Sul piccolo schermo fra storia e risate

Un anno fa a dominare gli Emmy Awards erano stati Eugene e Dan Levy, padre e figlio a cui si deve una delle serie tv più irresistibili degli ultimi anni: Schitt’s Creek, parabola ironica di una famiglia che dal lusso precipita in miseria. Quest’anno la lezione dell’humor ebraico torna in scena con la stagione finale di The Kominsky Method, che spunta la nomination come best comedy e porta a casa una raffica di candidature per gli interpreti. La serie è ambientata a Hollywood e a ritrarre l’universo più ebraico che si possa immaginare in un fuoco di fila di battute fulminanti è un cast in cui gli ebrei sono la maggioranza.

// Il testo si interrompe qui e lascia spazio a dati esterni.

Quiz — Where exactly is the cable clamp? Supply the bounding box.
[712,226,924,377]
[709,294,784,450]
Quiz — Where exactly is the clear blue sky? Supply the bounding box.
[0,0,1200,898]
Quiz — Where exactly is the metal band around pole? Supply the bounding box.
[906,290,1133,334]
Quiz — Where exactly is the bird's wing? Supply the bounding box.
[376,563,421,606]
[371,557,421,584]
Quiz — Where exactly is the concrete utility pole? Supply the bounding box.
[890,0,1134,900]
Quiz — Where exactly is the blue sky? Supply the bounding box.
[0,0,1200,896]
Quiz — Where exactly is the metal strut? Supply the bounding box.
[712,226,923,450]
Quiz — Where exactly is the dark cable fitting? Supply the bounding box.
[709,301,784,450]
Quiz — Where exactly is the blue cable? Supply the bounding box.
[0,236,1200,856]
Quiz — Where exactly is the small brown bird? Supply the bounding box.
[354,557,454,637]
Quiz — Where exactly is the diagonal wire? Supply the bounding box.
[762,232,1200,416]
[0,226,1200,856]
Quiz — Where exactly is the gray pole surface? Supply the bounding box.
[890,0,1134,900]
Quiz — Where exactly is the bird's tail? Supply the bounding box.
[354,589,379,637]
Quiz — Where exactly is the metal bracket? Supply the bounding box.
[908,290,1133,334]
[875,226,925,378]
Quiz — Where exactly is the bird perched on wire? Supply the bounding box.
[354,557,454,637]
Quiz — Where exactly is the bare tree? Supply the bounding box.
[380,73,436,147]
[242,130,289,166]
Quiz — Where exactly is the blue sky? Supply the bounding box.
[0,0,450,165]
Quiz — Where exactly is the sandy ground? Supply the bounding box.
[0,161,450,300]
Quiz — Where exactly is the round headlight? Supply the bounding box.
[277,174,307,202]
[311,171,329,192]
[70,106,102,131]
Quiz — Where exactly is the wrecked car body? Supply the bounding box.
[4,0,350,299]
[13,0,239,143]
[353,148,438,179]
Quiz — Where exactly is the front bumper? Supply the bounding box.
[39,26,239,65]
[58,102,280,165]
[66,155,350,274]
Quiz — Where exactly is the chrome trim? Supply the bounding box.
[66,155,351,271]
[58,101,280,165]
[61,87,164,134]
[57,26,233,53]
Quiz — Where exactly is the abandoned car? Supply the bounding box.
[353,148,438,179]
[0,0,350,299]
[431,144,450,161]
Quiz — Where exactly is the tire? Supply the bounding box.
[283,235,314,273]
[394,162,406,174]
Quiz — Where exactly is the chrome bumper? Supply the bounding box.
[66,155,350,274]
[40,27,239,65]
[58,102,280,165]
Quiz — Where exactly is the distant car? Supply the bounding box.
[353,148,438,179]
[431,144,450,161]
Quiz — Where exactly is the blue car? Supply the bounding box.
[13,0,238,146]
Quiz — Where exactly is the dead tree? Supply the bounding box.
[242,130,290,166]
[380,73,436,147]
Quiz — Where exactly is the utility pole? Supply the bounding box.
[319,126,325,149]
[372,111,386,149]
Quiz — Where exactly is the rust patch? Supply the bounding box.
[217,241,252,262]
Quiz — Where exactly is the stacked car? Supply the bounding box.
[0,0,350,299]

Nel ruolo di Sandy Kominsky, attore di dubbio successo e direttore di una scalcinata scuola di recitazione, c’è uno strepitoso Michael Douglas, nel 2015 vincitore del cosiddetto Nobel ebraico, il Genesis Prize, candidato come migliore attore protagonista.
Al suo fianco, nelle due stagioni precedenti, l’amico e agente Saul Newlander, interpretato da Alan Arkin, nipote di immigrati ebrei dall’Est Europa, Oscar nel 1966 per il suo ruolo di debutto in “The Russians are coming, the Russians are coming” di Norman Jewison. Nell’ultima stagione compare solo in spirito e dunque per lui molti applausi ma niente nomination. “Meno lavoro, meglio è per la mia salute”, ha spiegato. “Lo stress sul lavoro è enorme e il mio sistema reagisce alla svelta”. E considerato che ha 87 anni non si può che dargli ragione. Nei panni improbabili di fidanzato della figlia di Kominsky troviamo invece Paul Reiser (candidato come supporting actor), un altro discendente di emigrati ebrei, nel suo caso dalla Romania. È infine una smagliante Lisa Edelstein, la dottoressa Cuddy nella serie Dottor House, a interpretare la nevrotica figlia del defunto Newlander.
Spostandosi su argomenti ben più seri, vale infine la pena segnalare la nomination di Oslo come miglior film per la televisione. Basato sullo spettacolo teatrale vincitore nel 2017 di due Tony Awards, il lavoro ricostruisce le complesse manovre diplomatiche che nel 1993 hanno condotto agli accordi fra israeliani e palestinesi e alla storica stretta di mano fra Itzhak Rabin e Yasser Arafat. Diretto da Bartlett Sher e prodotto fra gli altri da Steven Spielberg e da Marc Platt (La La Land), il film è stato accusato di indugiare nei cliché e non ha ottenuto grandi riscontri di critica. Il tema è però di stretta attualità e tornare a quel tempo può aiutare a riaccendere la speranza. A concludere Oslo è infatti un montaggio di girati dell’epoca fra cui il toccante discorso in cui Rabin a Washington afferma la possibilità della pace: “Noi che abbiamo combattuto contro di voi, palestinesi; noi oggi vi diciamo con voce chiara e forte: basta sangue e lacrime, basta. Noi non desideriamo vendette. Non nutriamo odio nei vostri confronti. Noi, come voi, siamo esseri umani: gente che vuole costruire una casa, piantare un albero, amare, vivere a fianco a fianco con voi, in dignità e in sintonia, come esseri umani. Come uomini liberi”.